It was known that RABV interacts with cellular receptors and fuses with the plasma membrane via G protein (Tuffereau et al., 1989; Whitt et al., 1991). G protein contains virulence related residues, and stimulates host immunity (Lafay et al., 1996; Badrane and Tordo 2001; Huang et al., 2017; Yang et al., 2020). Antigenic sites I, II, III, and site (a) were found conserved within the 5EG-QH19 like other AF4 lineage genomes. Whereas in antigenic site VI, 264H, in the study sequence replaced 264R in SAD B19 sequence. This change was also seen in AF4 genomes from 2009 and one genome from 1998 (Figure 7). The shift from basic polar arginine to the basic polar histidine is expected to have minimal effect on antigenicity and virulence. Virulence related residues (242A, 255D, 268I, 330K, and 333R) were also conserved in the 5EG-QH19 and AF4 G proteins while SAD B19 possessed 242S suggesting higher virulence of 5EG-QH19 and AF4 lineage members. Positions 330K and 333R were reported responsible for efficient motoneuron infection (Tuffereau et al., 1989; Coulon et al., 1998). The poorly glycosylated 37NLS39 and the efficiently glycosylated 319NKT321 N-glycosylation sites were conserved in 5EG-QH19 and AF4 G proteins. existence of any of these sites is enough for G protein glycosylation and surface expression (Kasturi et al., 1997). The previously reported efficiently glycosylated site 158NCS160 was absent in the structure of 5EG-QH19 G protein or AF4 lineage G proteins suggesting an adaptive response to the host and/or environment (Jiao et al., 2011). Collectively, the functional and structural elements of 5EG-QH19 and AF4 G protein exposed (Ecto) domains shown considerable level of conservation. On the other hand, transmembrane domain of 5EG-QH19 G was highly conserved, the sole amino acid change S467P was seen in the cytoplasmic (Endo) domain was also present in the SAD B19 G endo domain. As RBAV pathogenicity is shown to be related to changes in P, M, and G proteins (Yamada et al., 2006; Shimizu et al., 2007), the effect of reported mutations in the 5EG-QH19 proteins needs to be studied further.

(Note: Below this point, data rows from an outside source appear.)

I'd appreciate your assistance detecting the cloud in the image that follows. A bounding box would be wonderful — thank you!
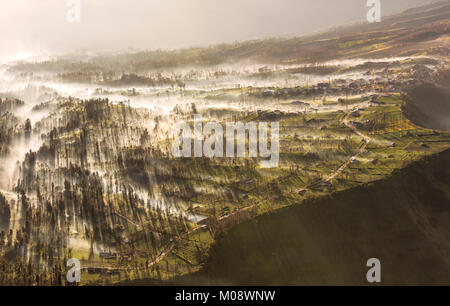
[0,0,423,56]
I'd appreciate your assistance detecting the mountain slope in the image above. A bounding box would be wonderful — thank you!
[125,150,450,285]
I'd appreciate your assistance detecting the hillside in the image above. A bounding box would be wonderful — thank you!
[10,1,450,72]
[403,70,450,131]
[126,150,450,285]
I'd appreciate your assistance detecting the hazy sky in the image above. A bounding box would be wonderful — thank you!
[0,0,426,57]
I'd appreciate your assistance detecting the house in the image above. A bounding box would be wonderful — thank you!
[99,252,117,259]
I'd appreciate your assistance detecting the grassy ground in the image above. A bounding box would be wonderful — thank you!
[124,150,450,285]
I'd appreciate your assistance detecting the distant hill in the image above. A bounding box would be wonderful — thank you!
[11,1,450,73]
[403,70,450,131]
[123,150,450,285]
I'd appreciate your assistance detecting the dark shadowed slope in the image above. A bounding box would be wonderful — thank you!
[403,70,450,131]
[125,150,450,285]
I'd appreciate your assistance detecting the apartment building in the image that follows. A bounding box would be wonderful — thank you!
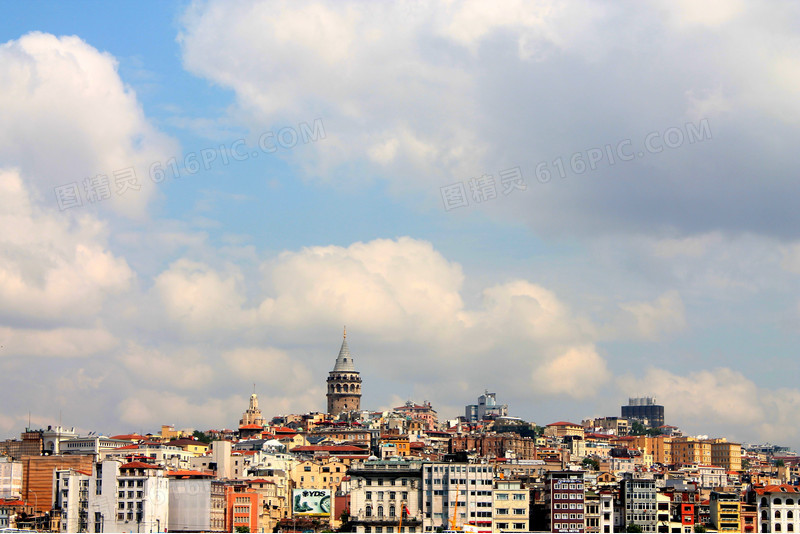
[492,480,530,532]
[754,484,800,532]
[620,474,657,532]
[544,471,586,532]
[708,491,741,532]
[349,460,423,533]
[422,462,494,532]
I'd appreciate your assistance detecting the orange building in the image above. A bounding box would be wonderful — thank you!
[225,482,260,532]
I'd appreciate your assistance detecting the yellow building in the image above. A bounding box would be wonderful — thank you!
[612,436,675,465]
[672,436,712,465]
[544,421,584,438]
[167,438,209,456]
[708,491,742,532]
[289,458,347,528]
[707,438,742,471]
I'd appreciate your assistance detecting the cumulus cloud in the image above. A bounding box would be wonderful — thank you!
[619,291,686,340]
[120,342,214,389]
[222,347,318,395]
[0,326,119,358]
[533,346,611,399]
[617,367,800,442]
[0,32,177,216]
[179,0,800,239]
[0,170,134,323]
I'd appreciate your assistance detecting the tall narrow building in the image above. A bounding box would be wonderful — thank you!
[328,329,361,417]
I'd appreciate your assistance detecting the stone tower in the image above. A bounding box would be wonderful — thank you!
[328,329,361,417]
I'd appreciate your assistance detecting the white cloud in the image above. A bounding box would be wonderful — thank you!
[0,170,134,323]
[617,367,772,441]
[0,32,177,216]
[533,345,611,399]
[0,326,118,358]
[619,291,686,340]
[151,259,254,335]
[120,342,214,390]
[222,347,318,394]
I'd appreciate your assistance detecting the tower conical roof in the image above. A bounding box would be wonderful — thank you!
[333,330,356,373]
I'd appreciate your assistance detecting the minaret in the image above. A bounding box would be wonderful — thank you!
[328,328,361,417]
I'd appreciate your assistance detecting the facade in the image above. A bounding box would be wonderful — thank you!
[349,460,423,532]
[20,454,94,513]
[53,469,91,532]
[708,491,741,532]
[709,438,742,471]
[59,436,132,455]
[239,393,264,439]
[620,476,657,532]
[422,462,494,532]
[0,456,22,499]
[622,397,664,428]
[544,421,585,438]
[581,417,630,436]
[42,425,78,454]
[464,389,508,423]
[225,481,261,532]
[672,436,711,465]
[754,484,800,532]
[450,432,536,460]
[544,476,586,533]
[394,401,439,430]
[168,471,225,532]
[492,480,530,532]
[327,331,361,417]
[89,460,169,532]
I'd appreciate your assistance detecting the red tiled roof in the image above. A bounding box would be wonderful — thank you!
[291,445,369,454]
[547,421,583,428]
[167,469,214,477]
[119,462,164,469]
[755,484,800,495]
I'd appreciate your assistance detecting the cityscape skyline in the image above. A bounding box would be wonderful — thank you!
[0,0,800,460]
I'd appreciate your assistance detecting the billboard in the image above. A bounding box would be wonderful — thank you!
[292,490,331,516]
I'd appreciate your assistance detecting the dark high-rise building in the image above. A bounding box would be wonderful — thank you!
[328,330,361,417]
[622,397,664,428]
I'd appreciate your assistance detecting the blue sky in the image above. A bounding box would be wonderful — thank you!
[0,2,800,447]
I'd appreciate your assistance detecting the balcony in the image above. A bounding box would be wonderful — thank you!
[350,514,422,526]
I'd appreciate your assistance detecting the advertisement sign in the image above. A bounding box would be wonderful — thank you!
[292,490,331,516]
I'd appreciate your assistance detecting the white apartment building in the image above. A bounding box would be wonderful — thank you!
[89,460,169,532]
[0,456,22,499]
[53,469,91,532]
[422,462,494,532]
[348,459,423,534]
[755,484,800,533]
[492,480,530,532]
[101,443,195,469]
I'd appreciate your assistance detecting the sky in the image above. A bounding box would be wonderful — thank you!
[0,0,800,449]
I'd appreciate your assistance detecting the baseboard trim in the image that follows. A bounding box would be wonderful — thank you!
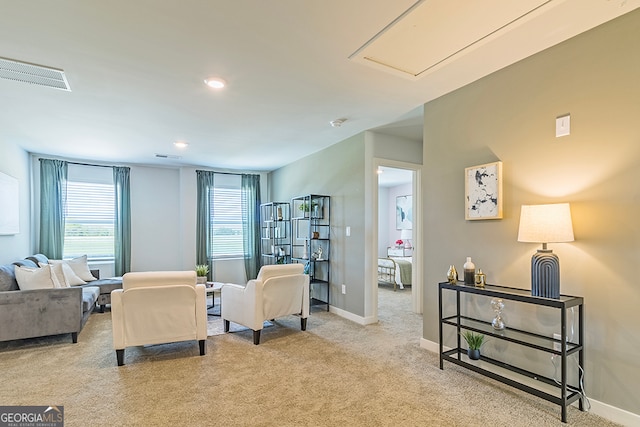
[420,338,640,426]
[587,396,640,427]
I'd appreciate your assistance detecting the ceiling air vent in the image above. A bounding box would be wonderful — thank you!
[0,58,71,91]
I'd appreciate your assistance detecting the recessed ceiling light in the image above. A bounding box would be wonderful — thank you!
[173,141,189,148]
[329,117,347,128]
[204,77,227,89]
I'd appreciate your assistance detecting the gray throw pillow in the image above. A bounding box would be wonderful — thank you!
[0,264,18,292]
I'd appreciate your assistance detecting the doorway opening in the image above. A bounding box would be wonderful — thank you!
[374,163,422,323]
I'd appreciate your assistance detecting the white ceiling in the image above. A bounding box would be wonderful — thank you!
[0,0,640,171]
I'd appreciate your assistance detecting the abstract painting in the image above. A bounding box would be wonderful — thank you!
[396,196,413,230]
[464,162,502,220]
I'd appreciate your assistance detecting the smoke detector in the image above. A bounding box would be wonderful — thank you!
[329,118,347,128]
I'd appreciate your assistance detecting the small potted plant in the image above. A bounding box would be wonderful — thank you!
[298,200,319,218]
[196,264,209,283]
[460,331,484,360]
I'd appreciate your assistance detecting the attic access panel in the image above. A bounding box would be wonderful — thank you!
[350,0,564,78]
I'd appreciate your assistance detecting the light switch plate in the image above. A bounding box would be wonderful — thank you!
[556,114,571,138]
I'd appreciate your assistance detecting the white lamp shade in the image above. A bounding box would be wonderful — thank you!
[518,203,574,243]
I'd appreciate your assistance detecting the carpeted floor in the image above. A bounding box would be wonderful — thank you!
[0,288,614,427]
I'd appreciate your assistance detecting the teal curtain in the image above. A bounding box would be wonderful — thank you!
[241,174,260,280]
[196,171,215,280]
[38,159,68,259]
[113,166,131,276]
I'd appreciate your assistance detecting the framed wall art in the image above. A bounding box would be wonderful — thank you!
[464,162,502,220]
[396,196,413,230]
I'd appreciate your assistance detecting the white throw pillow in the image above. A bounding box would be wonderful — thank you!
[49,255,96,282]
[40,262,87,288]
[15,265,59,291]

Viral polymerase L, the key player in RNA transcription and replication (Poch et al., 1990; Morimoto et al., 1998), was highly conserved in the 5EG-QH19 like other AF4 lineage sequences specially the functional domains of RNA binding, polymerase active site, and polyadenylation/protein kinase glycine-rich motif (Figure 8). Domain I, encoding the conserved tripeptide GHP, and domain IV, rich in Proline, interacting with N binding sites were conserved. Domain V with numerous Cysteine and Histidine residues was also conserved among AF4 lineage sequences, supporting the evidence that these domains play an important functional role (Poch et al., 1990). As previously reported, the 1499N cap methylation residue was conserved in 5EG-QH19 and other AF4 lineage sequences (Mochizuki et al., 2009). This high rate of conservation reflects high structural function of L protein.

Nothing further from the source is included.